Was hat der „Runde Tisch Wohnen“ eigentlich gebracht? Das sollen Stadtrat und Stadtverwaltung selbstkritisch hinterfragen, fordern die Bamberger Grünen in ihrem jüngsten Antrag. Fraktionsvorsitzende Ursula Sowa erinnert daran, dass das Gremium 2013 auf Initiative des Familienbeirats ins Leben gerufen wurde, mit dem Ziel, schnell preisgünstigen und sozial verträglichen Wohnraum zu schaffen. Dazu sollten insbesondere die Wohnbaugesellschaften an einen Tisch geholt werden. „Dock konkrete Ergebnisse kann ich nicht erkennen“, stellt Sowa fest. Offenbar müsse sich etwas ändern, damit das Gremium auch wirklich den Weg zu mehr Wohnraum bereiten kann. „Dem Redenschwingen muss nun endlich das Handeln folgen, und den wohlfeilen Plänen und Konzepten nun endlich Taten“, so Sowa.

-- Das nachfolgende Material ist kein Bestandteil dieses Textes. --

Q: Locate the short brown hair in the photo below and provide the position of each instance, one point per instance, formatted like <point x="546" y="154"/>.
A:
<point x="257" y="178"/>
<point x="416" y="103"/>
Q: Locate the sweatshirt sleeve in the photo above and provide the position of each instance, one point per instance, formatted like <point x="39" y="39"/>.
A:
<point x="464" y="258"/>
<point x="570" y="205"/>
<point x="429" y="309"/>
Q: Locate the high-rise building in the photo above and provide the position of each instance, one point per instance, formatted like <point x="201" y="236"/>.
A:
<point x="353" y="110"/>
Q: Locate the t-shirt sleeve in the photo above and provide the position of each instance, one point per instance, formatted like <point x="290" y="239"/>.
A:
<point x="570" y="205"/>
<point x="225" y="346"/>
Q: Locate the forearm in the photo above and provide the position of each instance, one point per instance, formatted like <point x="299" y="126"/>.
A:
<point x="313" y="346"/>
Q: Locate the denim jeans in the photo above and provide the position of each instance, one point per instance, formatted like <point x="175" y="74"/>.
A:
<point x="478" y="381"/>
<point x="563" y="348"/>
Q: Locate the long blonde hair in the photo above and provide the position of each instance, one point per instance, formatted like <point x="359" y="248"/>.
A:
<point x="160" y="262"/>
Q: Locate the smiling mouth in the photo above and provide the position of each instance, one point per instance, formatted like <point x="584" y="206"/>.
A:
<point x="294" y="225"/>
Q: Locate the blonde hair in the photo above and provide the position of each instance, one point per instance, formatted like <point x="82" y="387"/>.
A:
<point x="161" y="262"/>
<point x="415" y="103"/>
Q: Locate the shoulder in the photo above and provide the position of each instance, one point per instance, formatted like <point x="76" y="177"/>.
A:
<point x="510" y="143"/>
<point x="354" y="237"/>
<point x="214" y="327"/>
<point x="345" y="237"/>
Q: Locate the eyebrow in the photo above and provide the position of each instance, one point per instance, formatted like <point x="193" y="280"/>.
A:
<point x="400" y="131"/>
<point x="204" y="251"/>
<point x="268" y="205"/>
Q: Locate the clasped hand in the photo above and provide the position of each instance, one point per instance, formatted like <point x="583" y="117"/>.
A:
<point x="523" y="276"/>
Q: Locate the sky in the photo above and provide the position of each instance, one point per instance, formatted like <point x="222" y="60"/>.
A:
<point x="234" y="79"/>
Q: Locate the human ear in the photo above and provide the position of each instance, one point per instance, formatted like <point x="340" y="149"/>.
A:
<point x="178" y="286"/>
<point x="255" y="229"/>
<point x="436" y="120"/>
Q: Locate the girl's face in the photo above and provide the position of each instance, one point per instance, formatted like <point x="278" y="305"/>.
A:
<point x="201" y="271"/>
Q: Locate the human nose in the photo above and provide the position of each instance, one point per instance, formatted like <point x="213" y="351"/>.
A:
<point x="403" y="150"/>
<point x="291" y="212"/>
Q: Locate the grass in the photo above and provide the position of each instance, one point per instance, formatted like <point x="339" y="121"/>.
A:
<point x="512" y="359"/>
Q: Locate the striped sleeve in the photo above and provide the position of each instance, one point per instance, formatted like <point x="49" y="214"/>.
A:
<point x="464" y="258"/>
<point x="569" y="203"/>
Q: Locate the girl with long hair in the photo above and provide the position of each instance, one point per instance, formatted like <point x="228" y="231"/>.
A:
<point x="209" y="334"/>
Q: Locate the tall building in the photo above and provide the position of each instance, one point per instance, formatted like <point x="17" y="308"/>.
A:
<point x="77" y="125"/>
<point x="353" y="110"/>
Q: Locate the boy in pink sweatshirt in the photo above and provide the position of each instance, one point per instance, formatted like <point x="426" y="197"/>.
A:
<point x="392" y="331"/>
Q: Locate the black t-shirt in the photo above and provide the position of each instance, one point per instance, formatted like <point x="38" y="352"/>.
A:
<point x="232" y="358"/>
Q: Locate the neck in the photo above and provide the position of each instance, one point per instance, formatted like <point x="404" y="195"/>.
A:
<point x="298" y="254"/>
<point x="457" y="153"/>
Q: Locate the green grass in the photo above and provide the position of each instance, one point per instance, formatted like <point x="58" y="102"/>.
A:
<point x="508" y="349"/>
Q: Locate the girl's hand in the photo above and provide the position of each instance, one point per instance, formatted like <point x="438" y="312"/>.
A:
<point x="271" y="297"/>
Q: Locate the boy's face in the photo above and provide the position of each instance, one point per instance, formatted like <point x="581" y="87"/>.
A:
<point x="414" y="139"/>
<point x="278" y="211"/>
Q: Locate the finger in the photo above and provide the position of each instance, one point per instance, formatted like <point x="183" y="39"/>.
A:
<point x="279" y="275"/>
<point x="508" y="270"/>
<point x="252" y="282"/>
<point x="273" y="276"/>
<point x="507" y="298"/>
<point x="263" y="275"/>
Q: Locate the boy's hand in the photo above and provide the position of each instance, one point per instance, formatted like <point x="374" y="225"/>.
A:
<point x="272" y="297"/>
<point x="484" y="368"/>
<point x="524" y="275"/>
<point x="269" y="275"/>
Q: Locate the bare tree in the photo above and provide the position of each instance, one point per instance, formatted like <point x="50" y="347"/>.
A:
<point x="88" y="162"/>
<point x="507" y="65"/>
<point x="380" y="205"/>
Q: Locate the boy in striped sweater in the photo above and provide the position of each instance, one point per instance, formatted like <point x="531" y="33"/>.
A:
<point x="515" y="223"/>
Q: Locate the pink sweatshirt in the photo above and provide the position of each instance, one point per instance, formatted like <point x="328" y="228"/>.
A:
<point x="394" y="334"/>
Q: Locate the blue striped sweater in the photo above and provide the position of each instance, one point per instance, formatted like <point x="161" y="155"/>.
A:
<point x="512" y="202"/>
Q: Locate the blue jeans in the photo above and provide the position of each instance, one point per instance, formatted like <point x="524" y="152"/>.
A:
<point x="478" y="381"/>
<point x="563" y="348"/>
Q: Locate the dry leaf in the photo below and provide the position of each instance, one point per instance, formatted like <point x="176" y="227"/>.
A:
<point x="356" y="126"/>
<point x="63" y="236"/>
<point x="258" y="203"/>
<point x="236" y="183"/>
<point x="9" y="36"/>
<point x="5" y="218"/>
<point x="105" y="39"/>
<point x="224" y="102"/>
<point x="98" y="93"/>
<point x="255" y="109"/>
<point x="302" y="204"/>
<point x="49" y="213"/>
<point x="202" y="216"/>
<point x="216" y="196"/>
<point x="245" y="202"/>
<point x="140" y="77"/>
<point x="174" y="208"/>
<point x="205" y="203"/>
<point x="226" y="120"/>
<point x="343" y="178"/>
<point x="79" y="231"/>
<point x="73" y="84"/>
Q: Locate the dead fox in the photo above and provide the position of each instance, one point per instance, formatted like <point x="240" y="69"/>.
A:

Ein Gedanke zu „Handeln statt Reden schwingen – GAL wundert sich über Ergebnismangel beim „Runden Tisch Wohnen“

  1. Daß die Bamberger Wohnbaugesellschaften, bei der permanenten Bevorzugung einzelner Lieblingsbauträger durch die Stadtverwaltung, keinen großen Bock mehr haben sozialen Wohnraum zu schaffen ist mehr als verständlich. Um sozialen Wohnraum schaffen zu können müssen die, auch energiepolitisch völlig überzogene Baustandards, auf ein vernünftiges Maß reduziert werden. Ihre Partei, Frau Sowa, hatte hier nicht unerheblichlichen Anteil. Also korrigieren Sie hier erstmal Ihren wohlfeilen Irrweg. Und mit einem, in Versammlungen handydaddelnden OB, der überhaupt kein Interesse zur Sache zeigt, wird sich auch nichts ändern. Der Fisch stinkt immer vom Kopf.